僕はその方には会った事がないし、見た事もないし、噂や評判などを聞いた事もなかったので、全く知らない人ですが、それでもやっぱり、胸が痛みます。
またか!
という思いです。
その方は41歳の数学の先生だそうです。
独身だったそうです。
この先生をA先生と呼ぶことにします。
ちなみに僕は以前、「身の周りでコロナに感染した人々」という投稿で、Aさん、Bさん、Cさんなどを登場させていますが、その投稿でのAさんと、今回のAさんは別の人です。Bさん以降も全て同様です。
Aさんは2学期の最初に代講を出しました。
代講は当初は3週間の予定でしたが、場合によっては2学期一杯すべて代講を出すかも知れないという話でした。
僕にとっては全く知らない人でしたが、代講を引き受ける先生がよく知っている人だったので、その話を聞きました。
そして、このA先生の代講については色々な憶測が噂を生み、いろいろな事がささやかれていました。
コロナに感染したのではないか?衆議院選挙に立候補したのではないか?
コロナのワクチンの副反応ではないか?重病なのではないか?
随分といろいろな仮説を聞きましたが、真相は不明です。
ただ、お亡くなりになったのは事実だそうです。
教務から発表があったそうです。亡くなった理由などはすべて非公表となっているそうです。
41歳というと、僕よりも13歳も若いです。
残念でならないし、気の毒です。
ちょっと聞いた話では、過労死ラインを超える働き方だったそうです。
朝から夜までびっしり授業をして、自宅に帰れば添削や原稿仕事をしていたそうです。
僕にも経験があるのでわかりますが、そういう生活は寿命を縮めます。
これまでの30年間で、同僚が亡くなったという話はたくさんありました。
一体何人の方が亡くなったのだろうかと思い出してみたら、亡くなった方は10人、健康を害してリタイアした方は3人いました。これは僕が知っている範囲内での話です。
予備校全体でみたらもっと数は多いと思います。
ちなみに、予備校から解雇されて職を失った人々はこの何倍もいると思います。
これまでに亡くなられた方々
僕は25歳で予備校講師になりました。
1993年のことです。
予備校業界は1985年から1992年までの7年間は特に景気が良かったです。
1984年に大学受験をした世代は、「ひのえうま」に相当し、この年は極端に子供の数が減りました。

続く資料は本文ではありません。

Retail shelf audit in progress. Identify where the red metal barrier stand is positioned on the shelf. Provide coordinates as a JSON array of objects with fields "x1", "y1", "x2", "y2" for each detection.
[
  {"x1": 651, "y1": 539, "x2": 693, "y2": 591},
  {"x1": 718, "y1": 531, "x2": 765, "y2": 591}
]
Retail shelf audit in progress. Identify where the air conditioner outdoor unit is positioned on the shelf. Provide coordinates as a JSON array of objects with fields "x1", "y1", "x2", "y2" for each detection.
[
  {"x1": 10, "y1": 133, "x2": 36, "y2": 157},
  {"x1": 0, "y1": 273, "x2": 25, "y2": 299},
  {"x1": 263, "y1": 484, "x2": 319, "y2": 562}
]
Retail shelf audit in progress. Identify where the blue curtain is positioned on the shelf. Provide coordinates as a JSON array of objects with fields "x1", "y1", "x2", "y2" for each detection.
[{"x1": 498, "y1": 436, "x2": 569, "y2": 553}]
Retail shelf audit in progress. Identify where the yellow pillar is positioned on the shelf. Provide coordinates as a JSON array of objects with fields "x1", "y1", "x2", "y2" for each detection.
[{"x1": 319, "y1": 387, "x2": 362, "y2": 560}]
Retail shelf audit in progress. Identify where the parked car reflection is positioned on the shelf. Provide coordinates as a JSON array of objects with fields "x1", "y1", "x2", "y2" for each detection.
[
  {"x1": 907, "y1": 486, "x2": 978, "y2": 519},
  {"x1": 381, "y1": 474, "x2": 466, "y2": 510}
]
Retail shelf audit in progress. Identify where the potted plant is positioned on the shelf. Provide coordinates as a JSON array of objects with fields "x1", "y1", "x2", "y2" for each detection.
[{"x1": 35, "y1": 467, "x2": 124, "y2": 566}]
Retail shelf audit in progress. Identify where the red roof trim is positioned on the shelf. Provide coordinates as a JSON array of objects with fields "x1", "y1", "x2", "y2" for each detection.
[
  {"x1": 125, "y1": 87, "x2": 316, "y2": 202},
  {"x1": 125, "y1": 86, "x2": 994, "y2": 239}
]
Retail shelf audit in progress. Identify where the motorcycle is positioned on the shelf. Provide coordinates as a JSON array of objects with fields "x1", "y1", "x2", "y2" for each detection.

昭和41年生まれの人々ですが、「ひのえうま」に生まれた女の子は、将来自分の旦那を食い殺すという伝説があったそうです。
当時の日本人は信心深く、これを信じて子供を生み控えたそうです。
でも翌年、その反動が出て、昭和42年生まれの子供は200万人を突破しました。
そしてそれだけにとどまらず、7年間連続で増え続けて、学校では教室が足りなくなり、高校受験や大学受験は熾烈を極めました。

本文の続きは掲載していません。